Green, author and former Saanich News columnist, has revisited high society in Above Stairs: Social Life in Upper-Class Victoria 1843-1918.
“I just love history and I wanted to do an upstairs-downstairs version of life in Victoria,” said Green from her home library, where she writes in the company of her maltipoo cross, Rupert.
The work about the city’s upstairs scene was originally released in 1995 by Sono Nis Press.
Five years later Green wrote Upstarts and Outcasts: Victoria’s Not-So-Proper-Past, an homage to those serving the rich and living “below stairs.”
In light of reader demand, and backed by publisher TouchWood Editions, Green has updated and rereleased Above Stairs with new material, including additional photos and added introductions to each of the eight families profiled in the book.
Each chapter now begins with vignettes set in factual situations, but written creatively from Green’s interpretation of her research.
“It was a long, long process, but rewarding,” she said. “It’s interesting that there’s still interest in the book 15 years later.”
Many of the descendants of the featured families have passed away in recent years. Others, such as the Creases and the Pembertons, remain prominent in the Capital Region.
While Green’s interest in the past is not limited by any means, the history of the O’Reilly family and their home, Point Ellice House, is of particular interest to her.
“I was always intrigued by Kathleen O’Reilly because she never married and she was a beautiful woman with lots of boyfriends and lots of suitors, but she remained unmarried until she died in that house in her ‘70s.”

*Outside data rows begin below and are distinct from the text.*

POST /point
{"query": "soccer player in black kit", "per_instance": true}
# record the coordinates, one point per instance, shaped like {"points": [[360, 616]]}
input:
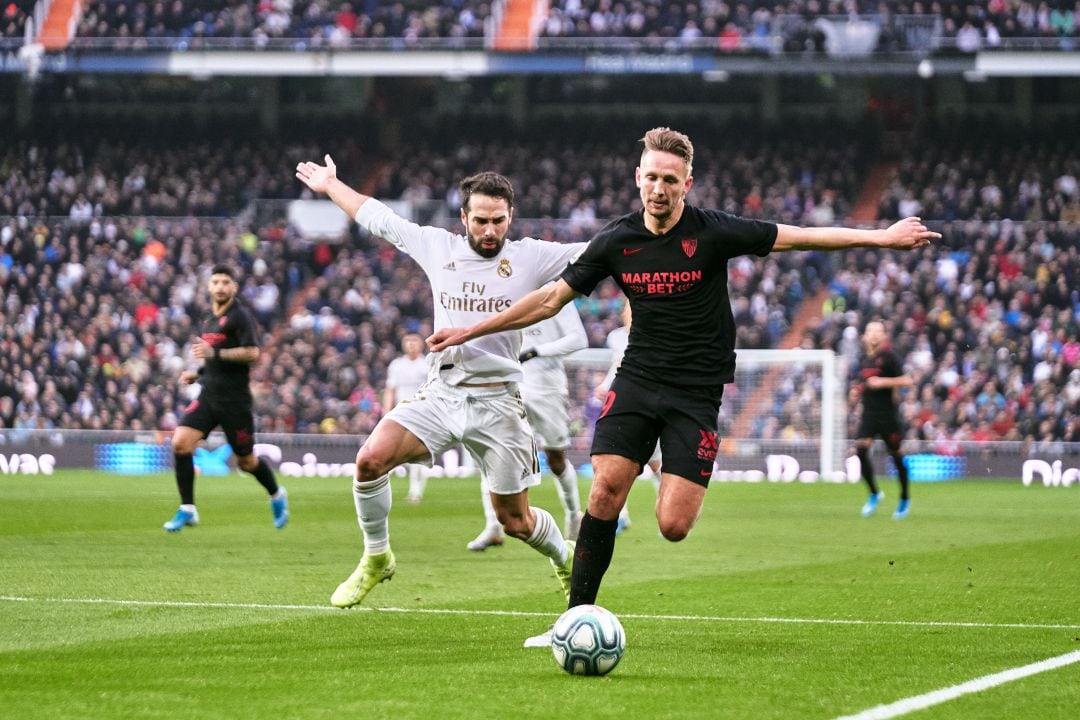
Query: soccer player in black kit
{"points": [[880, 372], [671, 261], [228, 348]]}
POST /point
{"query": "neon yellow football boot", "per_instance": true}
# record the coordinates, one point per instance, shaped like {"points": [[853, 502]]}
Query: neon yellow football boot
{"points": [[373, 569], [564, 571]]}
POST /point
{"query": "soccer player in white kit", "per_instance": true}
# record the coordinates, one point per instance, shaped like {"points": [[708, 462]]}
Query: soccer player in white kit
{"points": [[471, 397], [545, 394], [405, 375]]}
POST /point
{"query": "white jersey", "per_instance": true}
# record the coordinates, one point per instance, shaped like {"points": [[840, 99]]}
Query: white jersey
{"points": [[405, 376], [552, 339], [468, 288]]}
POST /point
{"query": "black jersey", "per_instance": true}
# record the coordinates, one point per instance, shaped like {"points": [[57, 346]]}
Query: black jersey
{"points": [[226, 381], [683, 331], [882, 364]]}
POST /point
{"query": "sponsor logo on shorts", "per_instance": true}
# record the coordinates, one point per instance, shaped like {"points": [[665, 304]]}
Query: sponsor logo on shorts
{"points": [[707, 446]]}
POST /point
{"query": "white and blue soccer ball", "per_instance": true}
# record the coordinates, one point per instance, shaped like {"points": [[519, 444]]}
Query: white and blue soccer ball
{"points": [[588, 640]]}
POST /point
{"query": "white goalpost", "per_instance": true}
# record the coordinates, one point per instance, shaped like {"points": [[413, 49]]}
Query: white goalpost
{"points": [[783, 419]]}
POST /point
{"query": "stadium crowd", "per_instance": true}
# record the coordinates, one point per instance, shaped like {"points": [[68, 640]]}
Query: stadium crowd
{"points": [[306, 24], [737, 26], [759, 25], [100, 296]]}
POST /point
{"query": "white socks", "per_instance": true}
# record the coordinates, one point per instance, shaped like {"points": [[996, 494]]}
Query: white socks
{"points": [[547, 538], [417, 480], [490, 520], [373, 510]]}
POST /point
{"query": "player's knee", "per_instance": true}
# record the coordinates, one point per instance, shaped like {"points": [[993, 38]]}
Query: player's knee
{"points": [[183, 446], [368, 466], [675, 530]]}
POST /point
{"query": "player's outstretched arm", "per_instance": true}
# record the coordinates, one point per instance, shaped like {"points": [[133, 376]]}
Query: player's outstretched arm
{"points": [[535, 307], [323, 178], [906, 234]]}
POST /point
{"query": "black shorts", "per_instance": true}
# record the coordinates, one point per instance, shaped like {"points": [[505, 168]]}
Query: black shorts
{"points": [[886, 426], [636, 412], [235, 419]]}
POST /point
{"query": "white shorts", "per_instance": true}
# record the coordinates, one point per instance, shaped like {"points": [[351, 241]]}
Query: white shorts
{"points": [[551, 422], [489, 422]]}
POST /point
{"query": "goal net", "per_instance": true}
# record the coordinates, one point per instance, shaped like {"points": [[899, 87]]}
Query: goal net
{"points": [[784, 418]]}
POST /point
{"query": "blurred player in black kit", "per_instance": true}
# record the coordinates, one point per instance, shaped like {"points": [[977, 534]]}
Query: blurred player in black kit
{"points": [[880, 372], [227, 348]]}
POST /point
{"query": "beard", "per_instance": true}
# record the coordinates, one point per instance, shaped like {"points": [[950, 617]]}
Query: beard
{"points": [[488, 253]]}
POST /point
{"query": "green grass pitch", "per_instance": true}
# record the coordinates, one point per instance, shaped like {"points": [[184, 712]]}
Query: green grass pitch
{"points": [[783, 603]]}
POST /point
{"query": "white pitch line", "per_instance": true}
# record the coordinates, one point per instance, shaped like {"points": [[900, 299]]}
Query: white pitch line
{"points": [[521, 613], [979, 684]]}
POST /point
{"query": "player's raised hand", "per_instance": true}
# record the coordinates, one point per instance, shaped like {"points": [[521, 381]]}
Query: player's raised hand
{"points": [[315, 176], [201, 349], [909, 233], [446, 337]]}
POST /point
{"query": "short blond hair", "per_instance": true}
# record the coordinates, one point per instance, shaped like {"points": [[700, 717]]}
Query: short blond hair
{"points": [[665, 139]]}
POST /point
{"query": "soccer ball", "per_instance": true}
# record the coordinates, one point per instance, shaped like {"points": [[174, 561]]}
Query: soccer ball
{"points": [[588, 640]]}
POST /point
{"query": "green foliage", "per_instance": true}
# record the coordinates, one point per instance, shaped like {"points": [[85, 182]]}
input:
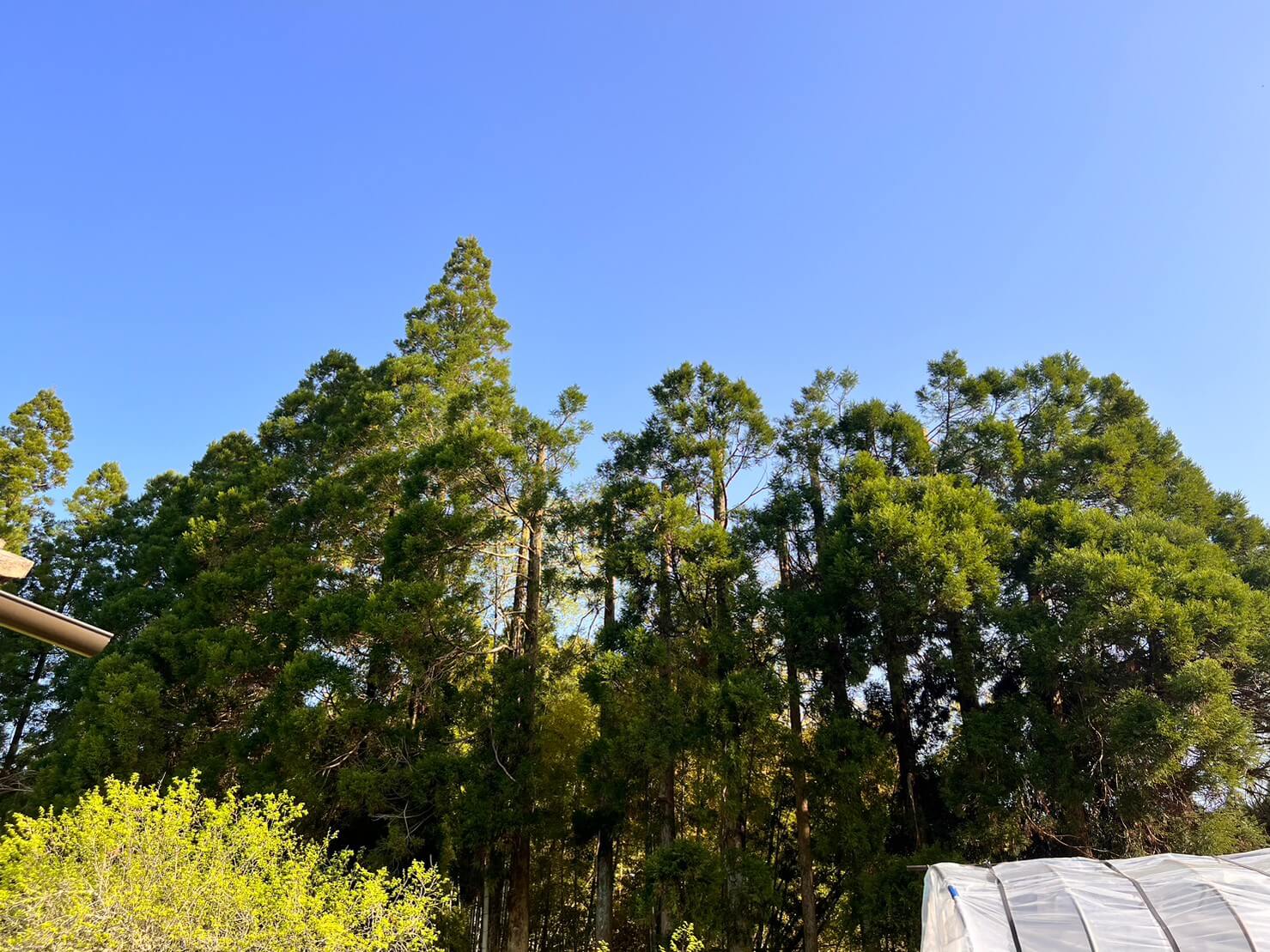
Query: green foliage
{"points": [[130, 867], [1012, 620]]}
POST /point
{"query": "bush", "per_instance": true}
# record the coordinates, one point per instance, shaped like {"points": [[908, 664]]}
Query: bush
{"points": [[135, 869]]}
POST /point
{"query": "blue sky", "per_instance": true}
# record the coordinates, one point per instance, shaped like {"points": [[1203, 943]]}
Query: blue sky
{"points": [[199, 199]]}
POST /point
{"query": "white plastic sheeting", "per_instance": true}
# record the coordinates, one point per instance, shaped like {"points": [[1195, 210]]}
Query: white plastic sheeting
{"points": [[1169, 903]]}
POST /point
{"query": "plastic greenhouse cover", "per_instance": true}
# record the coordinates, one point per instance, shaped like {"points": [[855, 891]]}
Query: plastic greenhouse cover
{"points": [[1169, 903]]}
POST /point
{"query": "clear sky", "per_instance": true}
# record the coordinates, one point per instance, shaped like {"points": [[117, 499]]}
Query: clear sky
{"points": [[199, 199]]}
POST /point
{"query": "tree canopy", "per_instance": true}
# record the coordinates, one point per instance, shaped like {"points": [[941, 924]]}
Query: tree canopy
{"points": [[739, 676]]}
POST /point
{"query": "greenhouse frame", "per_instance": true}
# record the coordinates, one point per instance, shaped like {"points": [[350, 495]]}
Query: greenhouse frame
{"points": [[1169, 903]]}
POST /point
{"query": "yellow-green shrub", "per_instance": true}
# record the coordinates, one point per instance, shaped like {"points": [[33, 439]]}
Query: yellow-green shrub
{"points": [[135, 869]]}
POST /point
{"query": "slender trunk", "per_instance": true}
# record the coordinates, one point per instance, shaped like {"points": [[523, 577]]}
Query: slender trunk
{"points": [[28, 703], [801, 813], [605, 846], [906, 745], [965, 681], [605, 886], [516, 623], [521, 861], [817, 499], [484, 914], [667, 782], [737, 930]]}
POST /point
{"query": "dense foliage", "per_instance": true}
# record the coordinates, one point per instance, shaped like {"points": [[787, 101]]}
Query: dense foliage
{"points": [[739, 676], [132, 869]]}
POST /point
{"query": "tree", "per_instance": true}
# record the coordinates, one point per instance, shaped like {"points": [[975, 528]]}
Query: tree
{"points": [[33, 461]]}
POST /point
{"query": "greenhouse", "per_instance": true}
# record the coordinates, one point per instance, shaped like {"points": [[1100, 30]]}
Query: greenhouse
{"points": [[1170, 903]]}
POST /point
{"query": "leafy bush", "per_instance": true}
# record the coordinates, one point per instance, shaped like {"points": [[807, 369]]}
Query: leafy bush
{"points": [[135, 869]]}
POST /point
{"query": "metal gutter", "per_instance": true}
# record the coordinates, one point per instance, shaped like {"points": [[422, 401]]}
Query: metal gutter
{"points": [[46, 625]]}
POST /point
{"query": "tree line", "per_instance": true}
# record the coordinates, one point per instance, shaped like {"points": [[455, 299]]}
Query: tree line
{"points": [[742, 676]]}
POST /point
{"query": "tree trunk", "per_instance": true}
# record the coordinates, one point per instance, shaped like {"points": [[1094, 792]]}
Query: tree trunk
{"points": [[667, 786], [605, 886], [801, 811], [965, 681], [19, 726], [521, 861], [906, 745]]}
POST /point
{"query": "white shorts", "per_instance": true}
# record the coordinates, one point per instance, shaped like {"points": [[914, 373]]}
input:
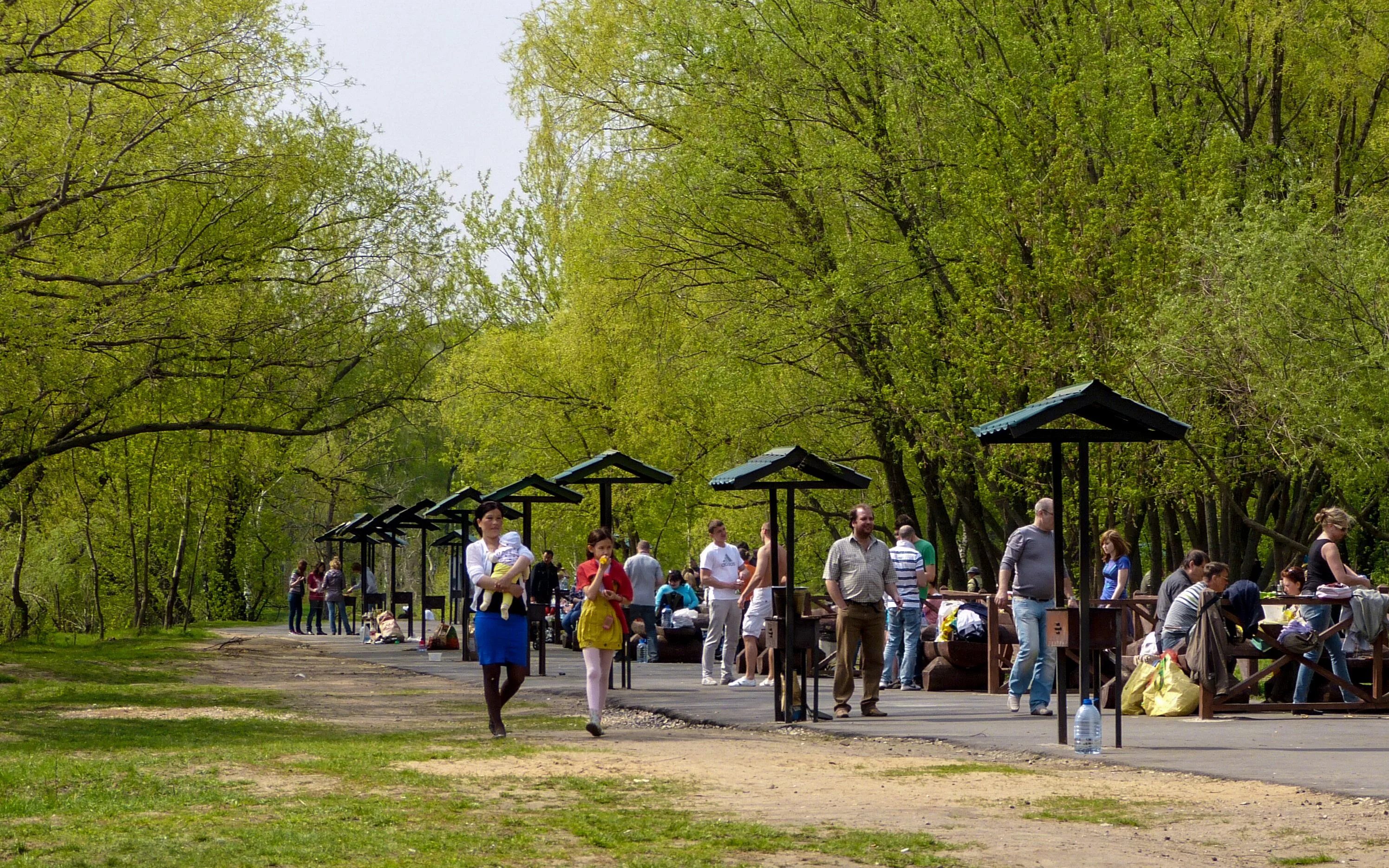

Green also delves into the history of the Rithets, including one-time mayor of Victoria Robert Rithet. He bred race horses on a parcel of land owned by his family. This area would later be named Broadmead in honour of one of Rithet’s star steeds.
Althoug many of her readers assume she has the answer to every historical question about Victoria, Green suggests that anyone interested in the past can learn about it at the archives.
“It is rather like being a detective, tracing things back,” she said. “When a piece falls into place it’s a good feeling. Like a jigsaw puzzle.”
Above Stairs is available at Bolen Books, Munro’s Books, Cadboro Bay Book Co. and Tanner’s Books.
This month, Green also releases Mysterious British Columbia: Myths, Murders, Mysteries and Legends, a look at some of the province’s most curious tales (including the elusive cadborosaurus), available now through Chapters-Indigo and coming soon to local book stores.
Green is penning Vanished! – The Michael Dunahee story, to be released in 2012.
The story of Dunahee’s 1991 abduction is being done with the full co-operation of the Dunahee family, police and Child Find B.C.